Right. So I guess allocate 250k and release it after ping test is done.
>
> > Note that you should then
> > keep the spice_marshaller_add_ref. spice_marshaller_add doesn't free for
> > you (I checked).
> Hmm, I do see this now; for some reason I was under that impression,
> so this is my bad. Will fix (if this still holds true after looking at
> some of the other concerns raised).
>
> > Other then that looks good, and like you say probably better - although
> > I'm not convinced that by checking several common desktop compression
> > programs you are checking whatever compression scheme vpn's are using.
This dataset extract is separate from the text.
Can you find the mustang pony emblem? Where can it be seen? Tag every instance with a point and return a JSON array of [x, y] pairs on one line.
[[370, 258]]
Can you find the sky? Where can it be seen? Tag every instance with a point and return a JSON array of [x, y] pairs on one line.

> > But it's probably a good indication of the compressability.
> As Yaniv Kaul indicated, deflate is usually used which is similar
> enough to gzip that I thought this was a applicable test. At the very
> least, it showed the downfall of the old behavior with compression
> involved (any compression algorithm worth its salt reduced the zero
> page to a just a handful of bytes).
>
> >> + /* this produces ascending and descending byte runs which vary in offset
> >> + * every 512 bytes, preventing prevents compression from being able to
> >> + * influence the resulting size of the ping data too much */
> >> + for(i = 0; i < size; i++) {
> >> + div_t result = div(i, 256);
> >> + if(result.quot % 2 == 0) {
> >> + ping_data[i] = (result.quot + 1) * result.rem;
> >> + } else {
> >> + ping_data[i] = 512 - (result.quot * result.rem);
> >> + }
> >> }
> >> +
> >> + spice_marshaller_add(m, ping_data, size);
> >> }
> >>
> >> void main_channel_push_mouse_mode(MainChannel *main_chan, int current_mode,
> >> --
> >> 1.7.9
>
> I'll look for a way to get at the bootsplash image and get back to everyone.